По-видимому, Петр предвидел возможность церковной фронды при проведении описанной реформы и потому еще до опубликования Духовного Регламента предложил /195/ обсудить и подписать его проект сенаторам и бывшим в то время в Петербурге шести архиереям. Подписанный проект был затем послан с подполковником Давыдовым в Москву, куда собрали остальных архиереев, которым Давыдов «указом царского величества» также предложил дать свои подписи. Подписали все, кроме двух: сибирского архиерея, не приехавшего за дальностью расстояния, и белогородского, не приехавшего по какой-то другой случайной причине. Однако многие архиереи чувствовали, что их «без рассмотрения о крыющихся в оном Регламенте ересях принудили подписаться», и поэтому ждали случая повернуть дело назад. Сначала сам синод пробовал поставить себя на место патриарха. По формальному вопросу, о порядке сношений с сенатом, он в запросе Петру рискнул заметить, что «духовная коллегия имеет честь, силу и власть патриаршескую или едва ли не большую, понеже собор»; но Петр прошел мимо этой вылазки и в 1722 г., отправляясь в персидский поход, официально подчинил синод сенату. Первый повод для открытой церковной реакции дала смерть Петра. Появились претенденты на патриарший престол, надежды которых особенно расцвели по вступлении на престол Петра II, воспитанного бабушкой, царицей Авдотьей, в строгих правилах старины. Один из претендентов, новгородский архиепископ Феодосии, «плут Федос», торжествовал: «государь де… весьма тщился ниспровергнуть сие духовное правительство и для того нас утеснял штатами и недачею жалованья (вот где ересь!); а теперь-де смотрите, отцы святые, мы живы, а он умре». Однако «плут» Феодосии скомпрометировал себя нелепым поведением в своей епархии. Не дожидаясь, пока судьба вознесет его на патриарший престол, он попробовал «отложиться» от синода. Он составил присягу по образцу императорской и разослал ее по всем церквам и монастырям новгородской епархии с приказанием, чтобы эту присягу принесло ему все подчиненное ему духовенство. Тогда «плут Федос» был приговорен синодом «за злоковарное свое воровство» к лишению епископского сана и простым чернецом был сослан в Холмогоры, а составленная им присяга была всенародно сожжена.

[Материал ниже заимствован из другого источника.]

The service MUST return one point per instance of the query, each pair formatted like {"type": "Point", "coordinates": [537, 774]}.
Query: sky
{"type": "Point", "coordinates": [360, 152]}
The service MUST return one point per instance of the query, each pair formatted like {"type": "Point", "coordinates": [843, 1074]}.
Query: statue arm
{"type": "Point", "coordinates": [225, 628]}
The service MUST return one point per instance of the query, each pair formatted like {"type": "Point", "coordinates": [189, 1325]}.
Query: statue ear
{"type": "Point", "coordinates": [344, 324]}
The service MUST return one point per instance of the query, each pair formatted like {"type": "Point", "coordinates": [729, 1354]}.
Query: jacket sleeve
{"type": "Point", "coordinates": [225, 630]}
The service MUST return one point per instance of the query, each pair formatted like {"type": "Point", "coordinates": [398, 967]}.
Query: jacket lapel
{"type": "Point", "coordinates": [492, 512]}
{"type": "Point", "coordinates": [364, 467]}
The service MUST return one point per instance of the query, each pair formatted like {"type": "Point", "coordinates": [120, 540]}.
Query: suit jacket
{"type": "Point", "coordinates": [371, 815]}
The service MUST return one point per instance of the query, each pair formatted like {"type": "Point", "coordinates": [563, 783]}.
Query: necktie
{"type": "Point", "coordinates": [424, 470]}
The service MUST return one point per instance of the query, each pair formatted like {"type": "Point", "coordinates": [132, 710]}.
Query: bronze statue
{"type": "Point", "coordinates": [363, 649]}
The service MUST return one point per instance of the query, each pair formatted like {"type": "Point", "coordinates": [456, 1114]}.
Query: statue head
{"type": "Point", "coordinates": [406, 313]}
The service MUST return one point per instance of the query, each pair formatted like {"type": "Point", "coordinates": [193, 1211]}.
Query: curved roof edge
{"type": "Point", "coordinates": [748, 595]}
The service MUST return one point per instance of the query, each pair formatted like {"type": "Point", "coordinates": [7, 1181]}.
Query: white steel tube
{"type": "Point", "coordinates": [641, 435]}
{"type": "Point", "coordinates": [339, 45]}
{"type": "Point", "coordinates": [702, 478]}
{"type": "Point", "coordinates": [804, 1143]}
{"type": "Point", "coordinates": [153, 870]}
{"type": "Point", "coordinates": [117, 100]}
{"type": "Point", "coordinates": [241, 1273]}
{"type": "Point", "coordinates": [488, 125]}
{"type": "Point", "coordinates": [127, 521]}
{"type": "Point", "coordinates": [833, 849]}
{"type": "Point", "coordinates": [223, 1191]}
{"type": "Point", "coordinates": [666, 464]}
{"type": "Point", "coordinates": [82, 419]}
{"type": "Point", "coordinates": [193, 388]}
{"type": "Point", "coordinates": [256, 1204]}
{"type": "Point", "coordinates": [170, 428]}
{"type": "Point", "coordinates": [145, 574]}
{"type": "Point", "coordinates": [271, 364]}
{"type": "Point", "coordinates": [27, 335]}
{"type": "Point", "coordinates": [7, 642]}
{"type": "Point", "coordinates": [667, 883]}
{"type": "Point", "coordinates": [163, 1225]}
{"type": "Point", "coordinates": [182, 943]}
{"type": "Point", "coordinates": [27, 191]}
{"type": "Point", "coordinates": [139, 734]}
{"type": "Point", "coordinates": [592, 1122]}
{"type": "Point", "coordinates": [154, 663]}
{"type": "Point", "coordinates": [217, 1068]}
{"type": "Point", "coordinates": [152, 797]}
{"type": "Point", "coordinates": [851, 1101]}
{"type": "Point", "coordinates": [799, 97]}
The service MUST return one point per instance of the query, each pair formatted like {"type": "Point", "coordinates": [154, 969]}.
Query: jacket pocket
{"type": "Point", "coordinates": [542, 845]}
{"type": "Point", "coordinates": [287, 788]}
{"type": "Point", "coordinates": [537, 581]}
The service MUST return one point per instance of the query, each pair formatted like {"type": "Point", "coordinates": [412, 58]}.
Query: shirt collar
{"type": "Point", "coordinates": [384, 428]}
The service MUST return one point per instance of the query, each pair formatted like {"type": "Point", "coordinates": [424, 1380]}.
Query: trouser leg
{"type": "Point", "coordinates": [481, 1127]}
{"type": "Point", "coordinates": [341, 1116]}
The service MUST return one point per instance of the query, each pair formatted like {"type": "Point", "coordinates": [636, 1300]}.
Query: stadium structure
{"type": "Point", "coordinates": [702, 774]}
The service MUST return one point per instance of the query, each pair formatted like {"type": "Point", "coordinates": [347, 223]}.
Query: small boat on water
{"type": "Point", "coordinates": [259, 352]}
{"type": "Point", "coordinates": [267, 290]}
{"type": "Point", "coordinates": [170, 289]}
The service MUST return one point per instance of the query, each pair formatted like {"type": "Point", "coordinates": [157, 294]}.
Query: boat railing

Другие претенденты, члены синода Георгий Дашков и Игнатий Смола и тверской епископ Феофилакт Лопатинский, начали энергичную борьбу против Феофана; однако их мечты и планы были разрушены неожиданной /196/ смертью Петра II. Но и без того эта борьба за восстановление патриаршества была обречена на неудачу прежде всего уже потому, что для ее успешного завершения не было материальной базы. Пока церковь не вернула себе своих имуществ, она не могла вообще вести никакой борьбы. Синод, сознательно или бессознательно, но это чувствовал, и его борьба за восстановление церковных имуществ была наиболее важной и наиболее яркой стороной церковной фронды. Эта борьба должна была кончиться и кончилась также решительным поражением. Но на ее протяжении у синода были и победы.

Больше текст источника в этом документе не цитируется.